Pendapatan ini sangat tidak stabil. Bisa naik turun tergantung sejauh mana konten dikonsumsi oleh audiens.
Belakangan, jumlah uang iklan atau uang ad sense semakin terbagi ke lebih banyak pemain media. Artinya kalau dulu media online A memperoleh Rp 1.000,00, hari ini pendapatannya sudah turun, mungkin tinggal setengahnya atau bahkan lebih.
Di sisi lain, sejumlah korporasi mengurangi belanja iklan digitalnya ke OTT. Atau jika masih bertahan, distribusi belanja iklannya tidak lagi besar di satu atau dua platform OTT. Dampaknya, jika sebuah media online hanya bermain di website belaka yang menggunakan infrastruktur Google, maka jelas lah pendapatan dari sektor ini berkurang.

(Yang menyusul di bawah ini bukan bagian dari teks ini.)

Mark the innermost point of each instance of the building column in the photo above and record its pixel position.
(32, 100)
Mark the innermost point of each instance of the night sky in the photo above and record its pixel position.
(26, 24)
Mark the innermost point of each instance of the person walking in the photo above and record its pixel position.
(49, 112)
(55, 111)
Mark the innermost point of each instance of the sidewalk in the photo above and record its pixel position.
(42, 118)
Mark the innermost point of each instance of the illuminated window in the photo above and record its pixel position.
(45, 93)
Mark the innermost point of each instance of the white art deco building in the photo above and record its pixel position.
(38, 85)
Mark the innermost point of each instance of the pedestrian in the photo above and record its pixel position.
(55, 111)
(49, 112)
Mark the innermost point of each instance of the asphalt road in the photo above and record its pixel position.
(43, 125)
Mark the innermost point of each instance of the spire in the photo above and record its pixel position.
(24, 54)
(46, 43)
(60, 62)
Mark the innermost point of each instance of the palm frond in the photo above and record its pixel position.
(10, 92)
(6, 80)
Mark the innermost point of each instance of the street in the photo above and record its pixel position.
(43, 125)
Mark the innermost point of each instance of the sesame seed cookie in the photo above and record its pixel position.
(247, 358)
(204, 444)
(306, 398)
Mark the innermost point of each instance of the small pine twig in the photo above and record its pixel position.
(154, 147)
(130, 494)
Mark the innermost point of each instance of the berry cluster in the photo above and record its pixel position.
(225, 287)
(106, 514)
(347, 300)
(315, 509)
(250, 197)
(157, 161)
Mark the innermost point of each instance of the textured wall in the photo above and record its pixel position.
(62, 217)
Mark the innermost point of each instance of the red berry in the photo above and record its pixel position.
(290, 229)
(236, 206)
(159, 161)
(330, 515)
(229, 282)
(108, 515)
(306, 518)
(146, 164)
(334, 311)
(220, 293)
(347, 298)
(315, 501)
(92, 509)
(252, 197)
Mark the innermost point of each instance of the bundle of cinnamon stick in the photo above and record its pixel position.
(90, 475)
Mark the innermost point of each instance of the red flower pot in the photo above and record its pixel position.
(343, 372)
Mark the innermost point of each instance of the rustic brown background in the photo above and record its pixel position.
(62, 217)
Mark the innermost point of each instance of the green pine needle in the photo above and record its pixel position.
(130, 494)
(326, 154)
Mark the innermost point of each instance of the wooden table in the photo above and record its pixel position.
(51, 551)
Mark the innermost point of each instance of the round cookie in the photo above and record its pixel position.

Untuk mengejar viewer berbagai cara dilakukan. Termasuk memberdayakan pasukan jurnalisnya, menjadi bagian dari penambang trafik. Bahkan kemudian dijadikan ukuran performa kerja jurnalis. Mereka dibayar setara UMR atau bahkan lebih rendah. Kemudian capaian trafik dijadikan sebagai parameter remunerasi bonus. Makin tinggi viewer makin besar bonus. Gaji dan bonus adalah pendapatan si jurnalis.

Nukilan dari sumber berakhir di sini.